Неожиданно для себя я краснею. По поводу штанишек. Нормальный домашний костюмчик: хлопковые бриджи и майка с рукавами. У нас в доме всегда теплые батареи, так что в зимнее время я вполне могу обходиться без теплых халатов и штанов с начесом.
– У вас в квартире есть лоджия? – спрашивает Михаил Иванович, без приглашения следуя за мной на кухню – здесь у меня есть ваза, куда я хочу поставить принесенные розы.
– Есть, – говорю я удивленно; для чего ему лоджия?
– Можно посмотреть?
– Можно. Осматривайте всю квартиру, кроме детской – дверь направо, мой сын недавно заснул.
Пусть ходит смотрит, если ему так хочется, хотя его беззаботный вид ничуть не говорит о том, что у Найдёнова ко мне срочное дело.
Я лезу в холодильник, делаю на скорую руку салат из моркови и чеснока, режу колбасу. Отчего-то мне кажется, что Михаил Иванович захочет овсянку, если я предложу.

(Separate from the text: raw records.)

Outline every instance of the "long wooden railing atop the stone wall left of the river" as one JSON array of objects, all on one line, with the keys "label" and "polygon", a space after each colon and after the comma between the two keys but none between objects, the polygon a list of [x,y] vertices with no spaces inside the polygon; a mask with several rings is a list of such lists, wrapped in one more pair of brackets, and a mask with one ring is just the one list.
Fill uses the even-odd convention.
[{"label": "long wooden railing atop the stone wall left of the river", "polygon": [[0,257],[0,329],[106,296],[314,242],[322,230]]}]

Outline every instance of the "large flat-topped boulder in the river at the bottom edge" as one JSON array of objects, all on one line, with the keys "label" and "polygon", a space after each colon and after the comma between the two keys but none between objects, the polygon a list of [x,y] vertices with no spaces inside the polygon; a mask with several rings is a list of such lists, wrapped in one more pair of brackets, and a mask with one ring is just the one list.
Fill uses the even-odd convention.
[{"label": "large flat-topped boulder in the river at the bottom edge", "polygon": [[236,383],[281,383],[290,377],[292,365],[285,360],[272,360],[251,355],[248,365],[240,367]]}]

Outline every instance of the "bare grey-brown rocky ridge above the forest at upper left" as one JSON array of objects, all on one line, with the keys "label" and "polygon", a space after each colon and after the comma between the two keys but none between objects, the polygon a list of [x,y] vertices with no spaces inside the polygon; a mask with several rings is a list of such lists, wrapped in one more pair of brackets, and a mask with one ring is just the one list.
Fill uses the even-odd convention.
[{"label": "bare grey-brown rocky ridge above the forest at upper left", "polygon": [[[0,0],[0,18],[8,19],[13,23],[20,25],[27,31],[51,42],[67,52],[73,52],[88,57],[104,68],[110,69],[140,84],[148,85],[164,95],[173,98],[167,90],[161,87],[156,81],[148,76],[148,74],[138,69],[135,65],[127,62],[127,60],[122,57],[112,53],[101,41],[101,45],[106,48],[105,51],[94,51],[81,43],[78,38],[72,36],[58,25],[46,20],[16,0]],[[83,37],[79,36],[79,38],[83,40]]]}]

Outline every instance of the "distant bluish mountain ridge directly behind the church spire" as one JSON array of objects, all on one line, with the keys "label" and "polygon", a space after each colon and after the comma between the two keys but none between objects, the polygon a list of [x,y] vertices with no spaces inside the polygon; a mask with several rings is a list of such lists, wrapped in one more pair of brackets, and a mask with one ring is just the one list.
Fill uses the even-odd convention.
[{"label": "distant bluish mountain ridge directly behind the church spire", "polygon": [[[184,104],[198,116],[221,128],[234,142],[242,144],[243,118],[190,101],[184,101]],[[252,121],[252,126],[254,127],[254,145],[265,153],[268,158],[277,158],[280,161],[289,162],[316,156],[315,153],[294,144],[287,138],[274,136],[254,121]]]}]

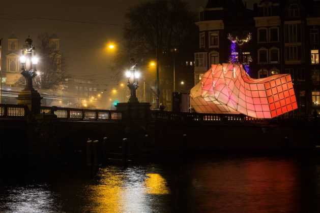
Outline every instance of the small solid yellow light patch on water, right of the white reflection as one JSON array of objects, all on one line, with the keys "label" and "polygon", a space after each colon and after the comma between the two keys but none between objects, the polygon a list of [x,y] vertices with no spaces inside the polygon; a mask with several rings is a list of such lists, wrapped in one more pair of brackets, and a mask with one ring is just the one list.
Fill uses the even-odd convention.
[{"label": "small solid yellow light patch on water, right of the white reflection", "polygon": [[145,180],[148,194],[169,194],[166,180],[160,174],[148,173]]}]

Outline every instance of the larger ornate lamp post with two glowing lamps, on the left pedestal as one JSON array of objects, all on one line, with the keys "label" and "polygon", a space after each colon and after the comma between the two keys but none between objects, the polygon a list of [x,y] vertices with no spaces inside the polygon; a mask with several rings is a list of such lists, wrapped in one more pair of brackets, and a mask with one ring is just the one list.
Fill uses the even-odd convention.
[{"label": "larger ornate lamp post with two glowing lamps, on the left pedestal", "polygon": [[35,50],[35,46],[32,45],[32,39],[28,37],[25,40],[22,55],[20,56],[22,65],[21,74],[25,78],[25,88],[18,94],[17,99],[18,104],[27,105],[32,113],[39,114],[42,97],[40,97],[39,92],[32,85],[33,78],[37,76],[35,65],[38,63],[33,50]]}]

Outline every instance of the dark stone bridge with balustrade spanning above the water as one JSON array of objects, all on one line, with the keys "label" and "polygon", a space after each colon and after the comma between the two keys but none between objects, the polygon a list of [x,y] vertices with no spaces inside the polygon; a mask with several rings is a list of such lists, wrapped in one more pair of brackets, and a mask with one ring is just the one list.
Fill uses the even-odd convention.
[{"label": "dark stone bridge with balustrade spanning above the water", "polygon": [[[42,107],[31,115],[25,105],[0,104],[1,156],[38,164],[85,161],[86,141],[106,138],[110,152],[174,150],[310,149],[319,123],[285,116],[255,119],[243,115],[151,111],[148,103],[120,103],[117,111]],[[100,146],[100,145],[99,145]],[[32,157],[30,157],[32,156]],[[4,162],[4,160],[2,160]]]}]

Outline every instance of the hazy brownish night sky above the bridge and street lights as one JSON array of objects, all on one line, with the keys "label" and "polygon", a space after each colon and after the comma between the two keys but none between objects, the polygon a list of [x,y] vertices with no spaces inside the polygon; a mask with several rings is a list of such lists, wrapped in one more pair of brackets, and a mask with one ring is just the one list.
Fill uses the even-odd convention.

По крайней мере в гостиничном ресторане он ел с удовольствием.
– А чем это у вас так вкусно пахнет? – спрашивает он, возвращаясь на кухню.
– Овсяной кашей.
– Она еще осталась?
– Осталась.
– А вы мне ее дадите?
– Ради Бога! – Я словно дирижирую рукой с ножом. – А я тут закуску готовлю.
– Закуску! – всплескивает он руками и опять скрывается в недрах моей квартиры. Точнее, я слышу, как он топает в прихожую. – Вот.
Он возвращается и ставит на кухонный стол бутылку коньяка в красивой, расписанной золотом коробке.
– У вас в руках не было сумки? – удивляюсь я.
– Зато в мой внутренний карман пальто свободно помещается бутылка. И главное, её не заметно… Вам помочь?
– Спасибо, не надо… Кстати, – спохватываюсь я, – может, вы голодны?
– Ничуть. Я звонил вам из ресторана, где ужинал… Каша – это просто так, я люблю овсянку.
– Тогда, если хотите, садитесь за кухонный стол, я вам положу каши, а сама пока нарежу колбасу и сыр. Ещё у меня есть прекрасный осетровый балык…
– Знаете, Анечка, это только наша женщина, завидев гостя, бросается на кухню готовить закуску. Европейка и не подумает этого сделать. Я никогда бы не женился на иностранке… Кстати, балык я тоже люблю.
– А что вы не любите?
Найденов на минутку задумывается:
– Подгорелую картошку, сбежавший кофе, прокисшее молоко.
– Господи, какой кошмар! – ужасаюсь я. – Неужели у вас было такое тяжелое детство?
– У меня была тяжелая молодость, когда однажды я сдуру надумал жениться…
– Каша у меня не подгорела, – говорю я, протягивая гостю ложку.
Он берет её и начинает уплетать кашу так, что Мишка, с которым мы иной раз устраиваем соревнование, кто быстрей съест овсянку, мог бы ему позавидовать.
Неудобно прерывать столь увлеченного едой гостя, потому я занимаюсь своим делом и не напоминаю Михаилу Ивановичу, зачем он ко мне пришёл.